The difficulties in managing, tracking, and large-scale extracting of citations from any sources other than traditional publications are, in part, due to the paucity of widely adopted, persistent, globally unique and resolvable biodiversity data identifiers. Additionally, extracting specimen, taxon, and other biodiversity data from modern scholarly publications with unstructured formats and little to no markup is needlessly challenging. Another major obstacle is that information about specimens might be published in different places and with different levels of granularity. For example, a specimen might be cited as a holotype in a protologue, then georeferenced and published again in subsequent revisions, perhaps even under a synonym, with images and DNA data appearing separately in other publications. Unless the original specimen collection number is used consistently across all publications, it is difficult, if not impossible, to link together all the important digital derivatives independently generated from that specimen.

A final roadblock is the lack of adoption of advanced publishing approaches, including semantic markup, by almost all publishers in this domain. The TaxPub /Journal Archival Tag Suite provides (Catapano 2010, Penev et al. 2010, 2012) all the necessary functionality and has been successfully implemented by Pensoft in 14 journals, including the registration of the their articles in PubMed and PubMedCentral. However, it places the burden on publishers to adopt new technical approaches that are difficult to meet given a lack of resources and strong incentives for change.

Next Steps

The key next step is to establish the best practices to generate and assign identifiers as they either propagate from biocollections into the literature or are created during semantically enabled publishing processes. Such practices will assure that publications follow a set of principles ratified by various stakeholders and governments, and perhaps best described broadly in the Force11 data citation principles (https://www.force11.org/datacitation), and more directly for the biodiversity community in the Bouchout Declaration (Bouchout Declaration 2014, http://bouchoutdeclaration.org/). Tools are needed to retrieve identifiers assigned to biological names, taxonomic treatments associated with a name and specimen data discovered in the published records and/or stored in domain specific databases.

Below we summarize critical practices and principles for the use of identifiers in semantically enhanced publications:

  1. Publishers should use GUIDs for formally cited or potentially relevant data (e.g., authors, books, articles, taxon names, taxonomic treatments, gene sequences, specimens, etc.) maintained in well- established and widely used external registries.

  2. Publishers should issue GUIDs for data first made widely available through document publication (e.g., observation on a species published by an amateur naturalist with no GUID issued by or associated with an Institution).

  3. Publishers should provide both human- and machine-readable content (Starr et al. 2015) through resolvable GUIDs for separate elements of an article (e.g., individual images, graphs, tables, supplementary materials, taxonomic treatments, checklists, etc.).

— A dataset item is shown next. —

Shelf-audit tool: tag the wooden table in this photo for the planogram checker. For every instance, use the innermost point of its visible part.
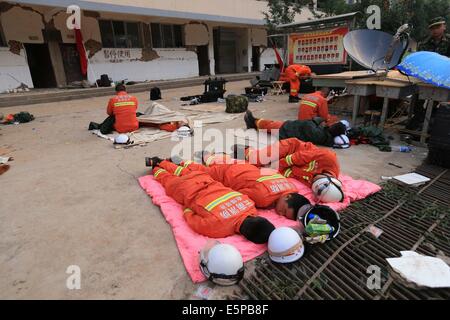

  4. Resolvable GUIDs should be used as widely as possible to annotate published content; for example, adding a species to a published checklist should be identified by a GUID, which can be linked to the exact “place” within a published text (e.g., between two species in the checklist).

  5. Publishers should use GUIDs and authority files for authors, e.g., ORCID (http://orcid.org/), VIAF (http://viaf.org/), authors of plant names (http://www.kew.org/data/authors.html), ZooBank authors (http://zoobank.org) or internal systems that unambiguously identify names of authors.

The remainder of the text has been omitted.